Tunisie : Hausse des taux directeurs, chute du dinar

Une vraie guerre mondiale s’annonce sur le front des politiques monétaires. Les fantassins de cette guerre sont les banques centrales et leurs comités d’économistes aviseurs. Leur arme principale est le taux d’intérêt directeur. Ces taux montent en flèche, propulsant le dollar américain à des sommets. Face au dollar, le dinar tunisien a récemment perdu 13%, et la chute ne fait que commencer. Sans comité d’économistes aviseurs et apolitiques, la Banque centrale de la Tunisie (BCT) est mal partie…

Par Moktar Lamari *

Au niveau des pays de l’OCDE, les banques centrales renversent la vapeur, pour lutter contre la pire inflation depuis une génération. Les banques centrales et les économistes des comités liés renversent les politiques d’argent facile de la dernière décennie.

La hausse des taux d’intérêt !

Le 4 mai, la Réserve fédérale (FED) a relevé les taux d’intérêt d’un demi-point de pourcentage et a annoncé qu’elle réduirait bientôt son portefeuille d’obligations. Face à une inflation de 8%, la FED augmente son directeur timidement et avec doigté, pour ne pas sanctionner la reprise économique et le pouvoir d’achat. La FED prend soin de la croissance, son taux directeur est de seulement 1%.

La Banque centrale d’Australie, qui prévoyait il n’y a pas si longtemps qu’elle maintiendrait les taux proches de zéro jusqu’en 2024, a surpris les investisseurs en les augmentant le 3 mai d’un quart de point.

La Banque d’Angleterre a augmenté ses taux le 5 mai à leur plus haut niveau depuis 2009, soit 1%.

Bien que les cours des actions aient un peu bondi après la hausse des taux de la FED – apparemment soulagés qu’ils ne se resserrent pas encore plus rapidement – les marchés financiers se sont péniblement adaptés à la réalité du resserrement monétaire. Les marchés boursiers mondiaux ont chuté de 8% en avril, les investisseurs anticipant des taux plus élevés et une croissance économique plus faible. Les marchés financiers s’adaptent péniblement à la réalité du resserrement monétaire.

Le 2 mai, le rendement des bons du Trésor américain à dix ans, qui évolue à l’inverse des prix, a brièvement atteint 3%, soit près du double de son niveau du début de l’année.

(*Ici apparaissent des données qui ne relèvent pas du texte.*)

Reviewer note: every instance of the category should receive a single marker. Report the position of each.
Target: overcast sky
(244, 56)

L’une des conséquences du resserrement des conditions financières est une forte réévaluation des devises. Le dollar est en hausse de 7% contre un panier de devises au cours de l’année écoulée. Une parité euro-dollar est à notre porte, et cela va chambarder les rapports de prix dans le commerce mondial.

Chaud devant!

L’Amérique a besoin de taux d’intérêt plus élevés que toute autre grande économie riche, en raison de la surchauffe de son économie et de son marché du travail sous pression, ayant un taux de chômage très, très bas.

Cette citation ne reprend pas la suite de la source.